I would start the scaffolding at knee height. Cut/pinch off all new growth below that. Cut off all branches growing toward the middle right now and notch the two larger scaffolds halfway down just above an outward-facing branch. This will divert most of the energy to the branch below the notch until it heals over, but will also send up enough nutrients to keep that little bit of fruit growing. Give that nubby scaffold a chance to grow out in the opposite direction and add some balance. Then late-winter prune at the notches.
There should be plenty of new growth to give you some fruit next year, which you wouldn’t have if you just severely prune it back next winter to reset the scaffolding.
If you don’t have deer problems and your main goal is a shorter tree that’s easy to spray and easy to harvest you’re going to have to make some drastic cuts. The reason why you cant really wait to cut the larger branches later is because branches work like pipes, so the larger diameter branches will always draw the most resources and grow the most, stunting the growth of the smaller branches.
The lowest effort way is to right now cut at somewhere between knee and waist high, pick 3-4 evenly spaced branches and remove everything else, it also pays to use spreaders or tie-downs to get the branches to a ~45° angle. You want to start your lowest branch at least 1’ from the ground.

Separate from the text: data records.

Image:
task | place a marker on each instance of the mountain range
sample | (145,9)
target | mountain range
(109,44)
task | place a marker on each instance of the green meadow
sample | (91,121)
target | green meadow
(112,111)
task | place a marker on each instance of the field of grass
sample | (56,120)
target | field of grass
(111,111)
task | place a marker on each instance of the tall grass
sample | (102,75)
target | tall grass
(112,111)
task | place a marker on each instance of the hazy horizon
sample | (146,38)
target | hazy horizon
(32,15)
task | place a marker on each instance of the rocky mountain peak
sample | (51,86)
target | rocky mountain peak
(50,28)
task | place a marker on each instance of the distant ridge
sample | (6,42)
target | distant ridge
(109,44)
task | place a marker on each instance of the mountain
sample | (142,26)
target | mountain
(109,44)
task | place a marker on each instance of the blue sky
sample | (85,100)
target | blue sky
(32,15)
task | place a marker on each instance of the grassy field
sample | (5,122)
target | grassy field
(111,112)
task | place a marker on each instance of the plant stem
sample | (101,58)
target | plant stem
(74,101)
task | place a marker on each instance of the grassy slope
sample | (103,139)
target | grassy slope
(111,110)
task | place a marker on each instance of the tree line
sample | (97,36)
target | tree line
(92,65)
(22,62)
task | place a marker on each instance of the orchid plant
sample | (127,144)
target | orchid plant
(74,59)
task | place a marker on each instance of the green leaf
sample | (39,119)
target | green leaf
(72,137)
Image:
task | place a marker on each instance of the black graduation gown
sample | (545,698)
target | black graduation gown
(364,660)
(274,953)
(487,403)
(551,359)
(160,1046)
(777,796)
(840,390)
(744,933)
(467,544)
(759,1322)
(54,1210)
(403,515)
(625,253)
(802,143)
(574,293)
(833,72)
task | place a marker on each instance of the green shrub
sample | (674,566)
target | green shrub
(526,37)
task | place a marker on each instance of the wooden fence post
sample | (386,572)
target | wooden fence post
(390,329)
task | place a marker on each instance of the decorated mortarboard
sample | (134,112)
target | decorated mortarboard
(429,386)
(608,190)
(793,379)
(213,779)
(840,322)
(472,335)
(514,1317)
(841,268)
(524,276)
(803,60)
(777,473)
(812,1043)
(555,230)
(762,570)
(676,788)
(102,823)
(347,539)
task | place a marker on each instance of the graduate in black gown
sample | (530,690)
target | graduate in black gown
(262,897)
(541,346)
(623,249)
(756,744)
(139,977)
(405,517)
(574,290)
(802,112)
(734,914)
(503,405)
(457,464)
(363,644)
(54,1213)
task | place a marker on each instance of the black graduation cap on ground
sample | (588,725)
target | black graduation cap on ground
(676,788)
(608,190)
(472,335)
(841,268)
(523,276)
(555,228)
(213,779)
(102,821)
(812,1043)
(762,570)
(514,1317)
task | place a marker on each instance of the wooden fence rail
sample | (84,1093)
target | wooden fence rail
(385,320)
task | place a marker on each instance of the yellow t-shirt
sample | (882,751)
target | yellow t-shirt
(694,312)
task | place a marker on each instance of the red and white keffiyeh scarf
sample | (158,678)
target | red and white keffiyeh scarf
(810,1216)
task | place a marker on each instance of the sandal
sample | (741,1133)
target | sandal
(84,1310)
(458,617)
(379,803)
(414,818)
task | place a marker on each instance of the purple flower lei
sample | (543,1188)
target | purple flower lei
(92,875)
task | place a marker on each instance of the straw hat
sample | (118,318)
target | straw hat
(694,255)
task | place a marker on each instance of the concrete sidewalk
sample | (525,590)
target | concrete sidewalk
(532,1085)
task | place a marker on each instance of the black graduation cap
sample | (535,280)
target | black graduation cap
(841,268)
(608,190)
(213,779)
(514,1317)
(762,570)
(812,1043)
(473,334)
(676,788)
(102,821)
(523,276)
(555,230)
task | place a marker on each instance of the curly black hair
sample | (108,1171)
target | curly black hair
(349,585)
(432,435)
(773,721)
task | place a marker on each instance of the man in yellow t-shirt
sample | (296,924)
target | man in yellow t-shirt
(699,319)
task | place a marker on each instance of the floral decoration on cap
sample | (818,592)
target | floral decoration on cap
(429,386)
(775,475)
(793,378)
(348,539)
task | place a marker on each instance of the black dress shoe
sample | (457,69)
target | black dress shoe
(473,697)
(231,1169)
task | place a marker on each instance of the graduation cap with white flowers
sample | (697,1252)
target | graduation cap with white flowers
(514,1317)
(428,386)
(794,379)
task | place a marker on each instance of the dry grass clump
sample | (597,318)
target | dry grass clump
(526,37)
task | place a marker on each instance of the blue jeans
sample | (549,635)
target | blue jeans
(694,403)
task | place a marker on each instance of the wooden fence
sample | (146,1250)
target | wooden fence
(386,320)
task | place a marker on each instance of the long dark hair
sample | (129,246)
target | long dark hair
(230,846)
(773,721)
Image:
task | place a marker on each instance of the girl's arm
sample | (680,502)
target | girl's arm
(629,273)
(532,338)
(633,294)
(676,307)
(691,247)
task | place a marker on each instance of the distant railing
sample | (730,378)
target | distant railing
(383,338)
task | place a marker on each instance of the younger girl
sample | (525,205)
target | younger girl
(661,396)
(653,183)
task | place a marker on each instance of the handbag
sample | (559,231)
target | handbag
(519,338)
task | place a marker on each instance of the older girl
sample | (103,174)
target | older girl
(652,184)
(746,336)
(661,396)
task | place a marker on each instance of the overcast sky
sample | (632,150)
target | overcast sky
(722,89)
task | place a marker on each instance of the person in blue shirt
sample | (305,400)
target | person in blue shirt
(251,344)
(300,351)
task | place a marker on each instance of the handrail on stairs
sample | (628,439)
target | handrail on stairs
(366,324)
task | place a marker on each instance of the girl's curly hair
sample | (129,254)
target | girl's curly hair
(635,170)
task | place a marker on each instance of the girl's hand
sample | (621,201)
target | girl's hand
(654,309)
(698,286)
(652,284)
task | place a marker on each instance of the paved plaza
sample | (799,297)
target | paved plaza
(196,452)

If you really cant for some reason do the drastic cuts above an option would be to do a partial girdle / spiral girdle to artificially stunt the growth of the existing larger branches. You basically take a hacksaw blade and cut into the branch 1/8" deep in a spiral to limit the resource uptake. See this example: Partial girdling a pluot tree
Ultimately you want to achieve the classic vase shape for peach. Had the top two large scaffolds been pruned at the same level as the nub on the backside it would be more closer to the vase shape you desire. Also there is excessive lean, I would take action now to try to get more upright growth by staking and pulling it back closer to vertical. It’s easier now than later to get it straightened up. Jeremy has good tips that can allow your fruit to be ripened and gathered this year. Since it’s a full sized tree, you definitely need to pull it to vertical and top those two high scaffolds soon.
There are many ways to get to a vase shaped peach tree. You could top the two top scaffolds as Dennis suggests. Or you could just start over and select new scaffolds.
Part of the reason you don’t want scaffolds with diameters larger than 50% of trunk diameters (I actually prefer diameters less than 1/3 the size of the trunk) is that those large scaffolds don’t typically form collars, so they are structurally weaker and more prone to breakage. The top scaffold diameter can be larger than 50% of the trunk diameter at the point it attaches because the top scaffold doesn’t really form a collar anyway. Those scaffolds typically don’t break down. It’s the lower ones which cause the tree to split.
Your top scaffold is pretty big (diameter wise) but as I mentioned it really doesn’t matter. It does need to be pruned lower to a more horizontal growing bud or shoot.
The small scaffold you selected on the other side looks fine. Commercial growers start scaffolds a little higher than that to allow for mowing/spraying equipment under the tree. That’s the only reason they start them higher. Home growers can start scaffolds as low as desired because home growers are typically using hand held sprayers and push mowers to mow under pedestrian peach trees.
I wouldn’t worry about the tree being out of balance by selecting the new shoot you have marked on the other side. The tree will balance out enough as it matures, so you shouldn’t notice any drawbacks.
Likewise, I wouldn’t worry about the lean either, as long as your soil isn’t sandy, and you keep the trees pruned to a pedestrian height. Nothing taller than 8’ for a mature tree. Of course the tree will be much lower as you are shaping it.
We have peach trees leaning every which way and have never had a blow over…yet. This is in KS wind where 40 mph winds aren’t uncommon and trees routinely subjected to 60 mph winds in thunderstorms, or an occasional 80 mph wind. Here is a vid which may be helpful.
No, when the tree loads up with fruit on those taller scaffolds, the weight of the fruit at that higher elevation could easily break the trunk. Better not to take that chance when it’s so easy to pull it back to the vertical now. After another year or so of growth and you will not be able to get it back to vertical. Those lower level backside limbs with not offer enough counter leverage to support those taller ones when they load with fruit.
Regarding the branch that you selected as a counterbalance and have tied, if there are any little ones above it in the same plane I would leave them to grow as a possible alternate scaffold a little higher up. Next year you can decide if they stay or go. Everyone is going to tell you some slightly different things, there is no single right way. You could straighten the trunk, or not. There was a different thread on here recently where we discussed the leaning tree.